Personal information
- Born: February 7, 1932 Warsaw, Poland
- Died: 20 August 2005 (aged 73) Warsaw, Poland

Chess career
- Country: Poland
- Title: International Master (1972)
- Peak rating: 2425 (May 1974)

= Romuald Grabczewski =

Polish chess player (1932–2005)

Romuald Grabczewski (7 February 1932 – 20 August 2005) was a Polish chess player who won the Polish Chess Championship in 1968. He received the FIDE title of International Master (IM) in 1972.

==Chess career==
In 1950 Grabczewski won bronze medal in Polish Junior Chess Championship. From 1953 to 1977 Grabczewski played sixteen times in the Polish Chess Championship's finals, and in 1968 he won tournament in Łódź. In 1966 he won silver medal in first Polish Fast Chess Championship. Grabczewski was a multiple medalist in Polish Team Chess Championship, including nine gold medals.

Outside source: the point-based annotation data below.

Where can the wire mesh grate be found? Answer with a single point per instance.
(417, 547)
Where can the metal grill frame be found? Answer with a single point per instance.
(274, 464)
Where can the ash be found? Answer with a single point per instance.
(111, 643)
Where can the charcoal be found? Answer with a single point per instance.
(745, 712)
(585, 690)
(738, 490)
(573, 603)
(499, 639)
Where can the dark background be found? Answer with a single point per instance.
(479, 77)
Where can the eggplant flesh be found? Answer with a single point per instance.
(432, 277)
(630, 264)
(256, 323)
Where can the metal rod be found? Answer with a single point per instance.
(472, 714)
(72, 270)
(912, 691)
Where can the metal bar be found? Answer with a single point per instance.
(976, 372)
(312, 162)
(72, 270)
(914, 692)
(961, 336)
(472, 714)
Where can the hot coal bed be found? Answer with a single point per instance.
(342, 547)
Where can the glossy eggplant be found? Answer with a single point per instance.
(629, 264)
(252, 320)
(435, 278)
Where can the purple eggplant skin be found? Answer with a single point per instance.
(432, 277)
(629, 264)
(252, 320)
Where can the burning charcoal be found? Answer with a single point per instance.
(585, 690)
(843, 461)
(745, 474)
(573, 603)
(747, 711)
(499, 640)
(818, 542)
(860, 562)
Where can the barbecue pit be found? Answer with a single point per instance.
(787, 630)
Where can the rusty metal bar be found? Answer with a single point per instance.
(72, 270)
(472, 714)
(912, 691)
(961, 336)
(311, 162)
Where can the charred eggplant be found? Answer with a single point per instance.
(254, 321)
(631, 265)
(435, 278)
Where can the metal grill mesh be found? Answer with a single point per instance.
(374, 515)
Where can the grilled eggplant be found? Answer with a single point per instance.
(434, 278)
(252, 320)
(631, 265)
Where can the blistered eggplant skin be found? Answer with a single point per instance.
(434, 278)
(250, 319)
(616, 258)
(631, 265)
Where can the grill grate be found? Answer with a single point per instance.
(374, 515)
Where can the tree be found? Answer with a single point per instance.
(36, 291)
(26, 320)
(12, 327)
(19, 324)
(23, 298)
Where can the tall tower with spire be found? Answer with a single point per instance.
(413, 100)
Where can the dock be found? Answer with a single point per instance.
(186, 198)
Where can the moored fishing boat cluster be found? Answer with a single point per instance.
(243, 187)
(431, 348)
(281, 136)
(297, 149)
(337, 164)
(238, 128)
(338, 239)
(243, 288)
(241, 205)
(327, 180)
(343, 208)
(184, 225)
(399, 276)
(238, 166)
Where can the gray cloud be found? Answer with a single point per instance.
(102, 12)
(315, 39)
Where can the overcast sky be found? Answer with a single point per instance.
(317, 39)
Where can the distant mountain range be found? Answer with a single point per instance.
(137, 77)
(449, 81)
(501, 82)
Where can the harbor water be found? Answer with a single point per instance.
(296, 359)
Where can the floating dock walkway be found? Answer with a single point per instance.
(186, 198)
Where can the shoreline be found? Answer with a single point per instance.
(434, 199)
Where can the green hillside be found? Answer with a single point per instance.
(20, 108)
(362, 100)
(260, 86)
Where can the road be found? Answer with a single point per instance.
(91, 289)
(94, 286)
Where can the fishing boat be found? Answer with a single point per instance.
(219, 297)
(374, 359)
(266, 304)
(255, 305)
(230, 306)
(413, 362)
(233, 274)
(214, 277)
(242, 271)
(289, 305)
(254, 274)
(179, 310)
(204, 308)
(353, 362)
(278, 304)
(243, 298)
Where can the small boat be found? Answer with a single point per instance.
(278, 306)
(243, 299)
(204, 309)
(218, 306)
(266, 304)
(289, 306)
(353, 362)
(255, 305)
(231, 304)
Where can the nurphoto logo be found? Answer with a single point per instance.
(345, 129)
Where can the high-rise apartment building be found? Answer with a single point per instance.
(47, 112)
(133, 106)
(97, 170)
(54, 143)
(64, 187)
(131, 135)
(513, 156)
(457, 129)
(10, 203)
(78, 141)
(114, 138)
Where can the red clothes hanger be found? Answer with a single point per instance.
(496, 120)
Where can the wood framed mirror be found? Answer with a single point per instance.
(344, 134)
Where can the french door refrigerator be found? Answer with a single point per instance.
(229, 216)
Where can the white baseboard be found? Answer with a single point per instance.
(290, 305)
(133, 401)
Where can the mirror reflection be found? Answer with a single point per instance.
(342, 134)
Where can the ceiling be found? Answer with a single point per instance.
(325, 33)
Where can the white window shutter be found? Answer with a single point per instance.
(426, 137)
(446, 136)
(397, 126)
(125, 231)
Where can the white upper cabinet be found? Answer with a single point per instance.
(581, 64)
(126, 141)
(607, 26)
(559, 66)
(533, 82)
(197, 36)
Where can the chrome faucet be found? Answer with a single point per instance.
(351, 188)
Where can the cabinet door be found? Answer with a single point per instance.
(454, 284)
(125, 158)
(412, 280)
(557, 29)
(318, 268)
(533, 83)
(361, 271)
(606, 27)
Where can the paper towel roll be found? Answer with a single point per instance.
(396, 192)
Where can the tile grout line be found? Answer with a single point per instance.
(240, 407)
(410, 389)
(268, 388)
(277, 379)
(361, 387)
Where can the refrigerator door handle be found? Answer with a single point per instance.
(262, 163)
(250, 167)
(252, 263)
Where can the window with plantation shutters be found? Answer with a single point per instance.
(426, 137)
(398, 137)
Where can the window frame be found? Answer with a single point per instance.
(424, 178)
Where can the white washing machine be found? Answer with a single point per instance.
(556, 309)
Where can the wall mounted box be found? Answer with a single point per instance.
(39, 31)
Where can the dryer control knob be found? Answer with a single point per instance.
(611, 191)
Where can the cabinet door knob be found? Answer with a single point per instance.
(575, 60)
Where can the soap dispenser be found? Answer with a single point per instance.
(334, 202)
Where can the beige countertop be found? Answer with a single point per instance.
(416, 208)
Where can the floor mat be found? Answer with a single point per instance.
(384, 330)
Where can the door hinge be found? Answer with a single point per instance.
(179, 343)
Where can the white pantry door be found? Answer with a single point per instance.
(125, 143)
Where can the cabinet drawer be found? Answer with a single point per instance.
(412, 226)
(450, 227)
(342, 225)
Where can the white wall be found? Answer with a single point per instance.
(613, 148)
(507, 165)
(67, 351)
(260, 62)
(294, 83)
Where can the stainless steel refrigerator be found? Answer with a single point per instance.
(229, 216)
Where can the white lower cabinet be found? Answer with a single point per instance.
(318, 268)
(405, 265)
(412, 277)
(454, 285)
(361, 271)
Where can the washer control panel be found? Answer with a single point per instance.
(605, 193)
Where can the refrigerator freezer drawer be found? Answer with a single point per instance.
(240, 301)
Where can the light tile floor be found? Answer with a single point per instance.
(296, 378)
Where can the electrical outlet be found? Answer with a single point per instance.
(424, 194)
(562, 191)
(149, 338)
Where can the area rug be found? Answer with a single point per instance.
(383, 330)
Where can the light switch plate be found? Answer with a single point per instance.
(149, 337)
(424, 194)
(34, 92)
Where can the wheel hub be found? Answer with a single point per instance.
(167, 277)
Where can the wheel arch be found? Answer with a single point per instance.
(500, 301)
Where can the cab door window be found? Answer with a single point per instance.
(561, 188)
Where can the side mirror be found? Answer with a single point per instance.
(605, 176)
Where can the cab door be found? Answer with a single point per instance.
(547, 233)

Grabczewski took part in more than twenty international tournaments. He won tournament in Eksjö (1974), stayed in third place in Warsaw (1961), Lublin (1971), Marina Romea (1978), and stayed in fourth place in Dubna (1971).

Romuald Grabczewski played for Poland in Chess Olympiads:
- In 1968, at second reserve board in the 18th Chess Olympiad in Lugano (+2, =4, -1).